The action keeps coming as you move from decapitating the possessed to unleashing your arsenal against the challenging Cyberdemon. All of these enemies require a happy trigger finger and plenty of movement, rather than cover and shoot tactics employed by most first-person shooters. Fortunately, the games’ fluid controls keep the fights engaging while you rip and tear through enemies at lightning speed.
This pacing leads to a high-intensity experience. So much so, it made me sweat through my T-shirt on a couple of instances as I smashed my trigger trying to avoid death against increasingly insurmountable odds.
Doom manages to avoid the pitfall of an overly complicated or sentimental story. Really, you just wake up in a dystopian Mars, realise that the power of hell is being channelled into the planet and come to the conclusion it’s probably best to kill everything in sight. There is just enough story to prompt you to fight demons because, when it’s as fun as it is in Doom, you’re just looking for an excuse to destroy everything in your path.
In terms of online gameplay, the game did a solid job of bringing the destruction to a player vs. player experience, with variations and classic modes like Team Deathmatch, Freeze Tag and Domination. While this didn’t revolutionize online gameplay like Doom II: Hell On Earth, the internet wasn’t an emerging technology like it was in 1994, so that wasn’t expected. In short, the revival of Doom showed that it could work online at a level that was just as fun as the best first-person shooters because of its frantic ferocity.
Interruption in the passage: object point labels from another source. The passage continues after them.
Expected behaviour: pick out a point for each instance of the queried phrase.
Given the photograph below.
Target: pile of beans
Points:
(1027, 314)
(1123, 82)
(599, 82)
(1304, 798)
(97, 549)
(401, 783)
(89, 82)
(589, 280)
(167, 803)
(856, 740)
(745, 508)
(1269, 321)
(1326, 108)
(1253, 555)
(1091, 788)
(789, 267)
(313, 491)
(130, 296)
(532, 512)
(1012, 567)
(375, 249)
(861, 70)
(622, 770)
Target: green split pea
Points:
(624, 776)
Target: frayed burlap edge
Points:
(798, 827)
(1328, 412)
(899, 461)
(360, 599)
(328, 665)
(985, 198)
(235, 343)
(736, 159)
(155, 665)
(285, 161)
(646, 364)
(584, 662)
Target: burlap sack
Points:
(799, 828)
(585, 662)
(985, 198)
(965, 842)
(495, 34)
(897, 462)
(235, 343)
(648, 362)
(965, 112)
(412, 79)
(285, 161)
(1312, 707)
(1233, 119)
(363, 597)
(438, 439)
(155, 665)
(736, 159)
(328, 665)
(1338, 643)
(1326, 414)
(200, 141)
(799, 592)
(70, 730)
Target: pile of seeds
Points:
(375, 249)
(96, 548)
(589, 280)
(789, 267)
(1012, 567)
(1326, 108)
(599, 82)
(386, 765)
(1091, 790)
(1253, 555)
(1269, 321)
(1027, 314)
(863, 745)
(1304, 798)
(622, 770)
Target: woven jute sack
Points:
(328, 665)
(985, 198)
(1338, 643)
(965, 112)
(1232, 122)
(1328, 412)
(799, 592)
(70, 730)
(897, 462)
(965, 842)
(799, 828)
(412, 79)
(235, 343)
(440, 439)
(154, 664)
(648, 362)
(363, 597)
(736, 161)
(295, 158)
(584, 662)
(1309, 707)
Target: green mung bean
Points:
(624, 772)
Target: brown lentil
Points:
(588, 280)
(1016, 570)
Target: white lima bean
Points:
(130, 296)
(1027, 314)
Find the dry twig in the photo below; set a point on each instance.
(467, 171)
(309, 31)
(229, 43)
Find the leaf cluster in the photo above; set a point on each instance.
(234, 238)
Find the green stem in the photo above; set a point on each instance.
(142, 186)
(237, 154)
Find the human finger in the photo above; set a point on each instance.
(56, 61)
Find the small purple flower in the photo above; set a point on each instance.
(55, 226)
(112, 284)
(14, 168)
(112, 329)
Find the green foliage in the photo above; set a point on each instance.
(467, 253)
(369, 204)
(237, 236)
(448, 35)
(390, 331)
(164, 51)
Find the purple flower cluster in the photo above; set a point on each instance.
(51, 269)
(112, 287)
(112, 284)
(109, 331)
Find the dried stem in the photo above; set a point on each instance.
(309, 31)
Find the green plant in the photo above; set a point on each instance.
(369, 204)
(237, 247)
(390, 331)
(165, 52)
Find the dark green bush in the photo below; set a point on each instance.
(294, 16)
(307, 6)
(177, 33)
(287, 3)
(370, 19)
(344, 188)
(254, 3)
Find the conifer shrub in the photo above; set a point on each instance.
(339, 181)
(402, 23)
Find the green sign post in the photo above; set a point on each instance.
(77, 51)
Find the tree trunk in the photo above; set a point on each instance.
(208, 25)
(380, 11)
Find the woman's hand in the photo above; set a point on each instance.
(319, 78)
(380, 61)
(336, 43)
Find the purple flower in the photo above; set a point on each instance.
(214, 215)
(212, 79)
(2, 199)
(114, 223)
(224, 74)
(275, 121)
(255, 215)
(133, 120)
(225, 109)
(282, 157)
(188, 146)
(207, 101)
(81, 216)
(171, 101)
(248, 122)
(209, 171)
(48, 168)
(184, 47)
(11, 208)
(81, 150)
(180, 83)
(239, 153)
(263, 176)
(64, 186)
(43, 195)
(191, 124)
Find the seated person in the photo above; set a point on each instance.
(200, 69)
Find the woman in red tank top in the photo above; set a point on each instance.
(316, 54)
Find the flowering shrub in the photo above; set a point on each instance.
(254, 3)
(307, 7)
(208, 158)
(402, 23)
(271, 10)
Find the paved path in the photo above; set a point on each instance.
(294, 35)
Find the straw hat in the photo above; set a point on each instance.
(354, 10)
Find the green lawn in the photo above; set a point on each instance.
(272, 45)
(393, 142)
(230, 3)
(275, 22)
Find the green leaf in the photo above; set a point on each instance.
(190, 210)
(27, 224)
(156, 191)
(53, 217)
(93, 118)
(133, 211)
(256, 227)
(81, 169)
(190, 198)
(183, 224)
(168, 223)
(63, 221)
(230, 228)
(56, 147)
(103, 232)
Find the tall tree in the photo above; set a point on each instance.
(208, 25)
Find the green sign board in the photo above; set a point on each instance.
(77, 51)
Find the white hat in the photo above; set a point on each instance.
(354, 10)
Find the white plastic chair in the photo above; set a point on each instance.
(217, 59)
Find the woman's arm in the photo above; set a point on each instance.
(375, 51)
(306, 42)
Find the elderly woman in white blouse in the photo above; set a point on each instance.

The intensity of Doom makes a lot of the fun anecdotal. When I think of the game, I remember facing the final boss, Spider Mastermind, on my first play-through and wasting all my good ammo so I took it down with a pistol in a frenzy. Despite making fights feel personal, the game managed to appeal to a lot of people.
The game was well-received, too, winning a fair share of trophies at the Game Awards. It also went on to clean up at the National Academy of Video Game Trade Reviewers awards with praise being directed at its soundtrack and gameplay. On top of these awards, Doom sold so well that it wasn’t long before we had a sequel.
Doom showed first-person shooters that really understand their purpose and market can still succeed without any needless additions. The game piles on gore, action, and equips you with the bare essentials to shoot through your enemies.
It seems like a game that focuses on the basics and taps into nostalgia would fall into cliché tropes. Nonetheless, Doom illustrated the basics were what people were missing. On top of that, it made it clear that not enough games throw realism out the window and put you in a scenario that connects hell and Mars.
By doing all this, Doom revitalised a franchise that looked like it could fade away. Not only is Doom a great game five years on, but it’s why players are now getting a steady stream of content through Doom Eternal and why my Nain continues to nail my birthday gifts.